Mattá al-Maskin [Yusuf Iskandar]

Role box
- Egyptian Coptic Orthodox monk (1919-2006)
- Orthodox theologian and reformer
- Author of spiritual and theological books
Education, Career and Personal Background
Father Mattá al-Maskīn, before his consecration he was called Yūsuf Iskandar, was born on September 20, 1919,1 in Banhá, 45 km north of Cairo. He graduated after studying pharmacy from Cairo University in 1944. He played an important role in the Sunday School Movement, a highly influential reform movement in the Coptic Orthodox Church started by non-clergy in the 1930s. Yūsuf Iskandar was linked to the Sunday School center of Giza which had a strong sense of outreach to the poor with an ecumenical dimension.

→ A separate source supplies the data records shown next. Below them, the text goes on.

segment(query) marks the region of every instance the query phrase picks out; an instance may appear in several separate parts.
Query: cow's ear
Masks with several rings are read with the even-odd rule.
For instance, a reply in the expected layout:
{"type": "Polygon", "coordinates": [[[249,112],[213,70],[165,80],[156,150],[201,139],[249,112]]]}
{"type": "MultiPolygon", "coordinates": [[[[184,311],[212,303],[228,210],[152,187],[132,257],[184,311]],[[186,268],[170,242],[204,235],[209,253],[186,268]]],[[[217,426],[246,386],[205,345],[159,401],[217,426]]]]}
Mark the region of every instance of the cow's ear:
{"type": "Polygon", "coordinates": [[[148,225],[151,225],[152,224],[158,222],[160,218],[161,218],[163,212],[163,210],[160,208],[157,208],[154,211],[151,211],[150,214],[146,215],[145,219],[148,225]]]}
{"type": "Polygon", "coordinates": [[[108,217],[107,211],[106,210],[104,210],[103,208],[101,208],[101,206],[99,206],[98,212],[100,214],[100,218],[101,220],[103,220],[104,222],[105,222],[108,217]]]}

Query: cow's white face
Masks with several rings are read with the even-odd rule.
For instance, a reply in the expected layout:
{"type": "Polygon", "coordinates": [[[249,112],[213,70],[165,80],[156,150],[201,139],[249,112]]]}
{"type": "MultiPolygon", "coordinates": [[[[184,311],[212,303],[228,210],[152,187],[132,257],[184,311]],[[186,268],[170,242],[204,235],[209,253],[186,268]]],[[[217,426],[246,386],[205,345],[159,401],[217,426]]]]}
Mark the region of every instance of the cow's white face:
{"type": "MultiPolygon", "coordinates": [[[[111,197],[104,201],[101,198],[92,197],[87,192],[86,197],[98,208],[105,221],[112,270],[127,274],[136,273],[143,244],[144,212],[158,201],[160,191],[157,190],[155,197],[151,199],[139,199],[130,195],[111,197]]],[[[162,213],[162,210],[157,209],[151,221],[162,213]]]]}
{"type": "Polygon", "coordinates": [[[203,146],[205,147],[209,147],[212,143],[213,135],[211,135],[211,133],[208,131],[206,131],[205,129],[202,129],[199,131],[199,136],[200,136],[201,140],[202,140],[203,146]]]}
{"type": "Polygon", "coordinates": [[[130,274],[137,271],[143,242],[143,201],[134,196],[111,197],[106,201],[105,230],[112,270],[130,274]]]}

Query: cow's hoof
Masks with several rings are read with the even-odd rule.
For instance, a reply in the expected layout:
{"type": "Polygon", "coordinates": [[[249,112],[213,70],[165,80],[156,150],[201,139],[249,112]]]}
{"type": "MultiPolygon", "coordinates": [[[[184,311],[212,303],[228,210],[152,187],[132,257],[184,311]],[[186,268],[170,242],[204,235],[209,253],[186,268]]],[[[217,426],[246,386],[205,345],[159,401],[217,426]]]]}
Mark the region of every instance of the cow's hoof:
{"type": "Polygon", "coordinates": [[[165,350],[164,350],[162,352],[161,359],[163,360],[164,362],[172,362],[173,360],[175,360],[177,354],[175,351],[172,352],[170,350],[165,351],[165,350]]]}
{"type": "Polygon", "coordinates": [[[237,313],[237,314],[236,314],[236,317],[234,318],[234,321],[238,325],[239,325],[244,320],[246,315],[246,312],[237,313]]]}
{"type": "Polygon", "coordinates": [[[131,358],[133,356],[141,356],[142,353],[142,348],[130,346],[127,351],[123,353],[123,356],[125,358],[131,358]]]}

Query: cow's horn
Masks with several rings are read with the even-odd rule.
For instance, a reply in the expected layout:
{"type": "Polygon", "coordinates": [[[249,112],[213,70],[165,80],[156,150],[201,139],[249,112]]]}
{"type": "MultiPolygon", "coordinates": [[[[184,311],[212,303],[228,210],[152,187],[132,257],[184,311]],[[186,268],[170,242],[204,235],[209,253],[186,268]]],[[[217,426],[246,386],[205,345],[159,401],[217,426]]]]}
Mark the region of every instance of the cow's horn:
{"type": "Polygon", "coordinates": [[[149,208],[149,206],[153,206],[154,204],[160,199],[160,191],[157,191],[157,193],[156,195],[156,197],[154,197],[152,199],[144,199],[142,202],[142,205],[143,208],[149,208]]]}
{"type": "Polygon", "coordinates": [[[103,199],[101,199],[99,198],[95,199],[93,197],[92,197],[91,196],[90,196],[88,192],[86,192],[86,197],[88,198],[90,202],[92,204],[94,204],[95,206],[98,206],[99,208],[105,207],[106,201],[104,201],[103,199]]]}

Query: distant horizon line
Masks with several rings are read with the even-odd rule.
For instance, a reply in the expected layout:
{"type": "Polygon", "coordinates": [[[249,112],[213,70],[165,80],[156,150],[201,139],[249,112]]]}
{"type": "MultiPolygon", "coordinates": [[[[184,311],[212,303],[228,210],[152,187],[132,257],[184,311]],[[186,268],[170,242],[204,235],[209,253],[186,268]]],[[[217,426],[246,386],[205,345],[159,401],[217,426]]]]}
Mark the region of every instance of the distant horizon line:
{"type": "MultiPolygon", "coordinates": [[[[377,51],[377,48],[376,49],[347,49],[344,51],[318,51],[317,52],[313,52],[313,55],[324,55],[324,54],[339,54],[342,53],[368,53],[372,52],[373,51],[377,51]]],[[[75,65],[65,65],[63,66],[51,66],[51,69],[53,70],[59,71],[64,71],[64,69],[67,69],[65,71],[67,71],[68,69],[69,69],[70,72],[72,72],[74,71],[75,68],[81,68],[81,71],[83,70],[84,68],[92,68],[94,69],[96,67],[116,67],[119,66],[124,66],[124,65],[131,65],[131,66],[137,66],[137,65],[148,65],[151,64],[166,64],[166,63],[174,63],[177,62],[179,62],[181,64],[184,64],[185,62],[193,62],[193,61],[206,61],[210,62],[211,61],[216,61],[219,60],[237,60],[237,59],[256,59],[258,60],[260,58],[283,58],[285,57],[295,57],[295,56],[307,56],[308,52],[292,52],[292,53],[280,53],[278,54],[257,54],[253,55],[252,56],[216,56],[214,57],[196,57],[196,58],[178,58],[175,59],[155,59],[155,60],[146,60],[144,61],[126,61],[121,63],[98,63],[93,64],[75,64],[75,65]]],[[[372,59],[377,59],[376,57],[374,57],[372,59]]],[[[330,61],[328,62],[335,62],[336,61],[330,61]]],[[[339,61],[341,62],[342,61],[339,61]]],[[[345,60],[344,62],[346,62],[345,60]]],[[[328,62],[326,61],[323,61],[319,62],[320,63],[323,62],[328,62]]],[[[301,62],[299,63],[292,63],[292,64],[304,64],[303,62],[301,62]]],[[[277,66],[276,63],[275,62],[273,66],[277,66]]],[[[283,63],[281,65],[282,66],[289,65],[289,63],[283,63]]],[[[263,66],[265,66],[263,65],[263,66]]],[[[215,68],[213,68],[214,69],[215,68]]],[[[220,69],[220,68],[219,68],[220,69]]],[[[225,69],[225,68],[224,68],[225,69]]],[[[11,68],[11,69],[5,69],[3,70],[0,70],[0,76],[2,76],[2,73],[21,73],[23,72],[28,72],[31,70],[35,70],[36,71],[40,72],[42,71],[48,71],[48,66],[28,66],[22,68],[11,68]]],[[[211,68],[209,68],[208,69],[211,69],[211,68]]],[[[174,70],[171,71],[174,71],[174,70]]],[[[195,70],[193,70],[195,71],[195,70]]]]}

In 1948 he left his profession and entered the Monastery of St. Samuel in Middle Egypt. He was named Father Mattá. When he moved to the Syrian Monastery and was to be consecrated he had to choose another name, because there was already a monk called Mattá. According to church tradition it is not allowed to call two monks in one monastery the same name. As it was the feast of one of the saints he chose his name, Mattá al-Maskīn.

He was the first Coptic Christian with a university degree who entered monastic life. This example later motivated other educated youth to enter monastic life as well. His name is closely connected with the Monastery of St. Macarius in Wādī al-Natrūn. In 1969 Pope Kyrillos asked Father Mattá to go with his group of 12 monks to the monastery of St. Macarius that at the time only contained six monks. This move led to the revival of this ancient monastery. He had an impressive influence not only on spiritual concerns but also on administrative and agricultural developments.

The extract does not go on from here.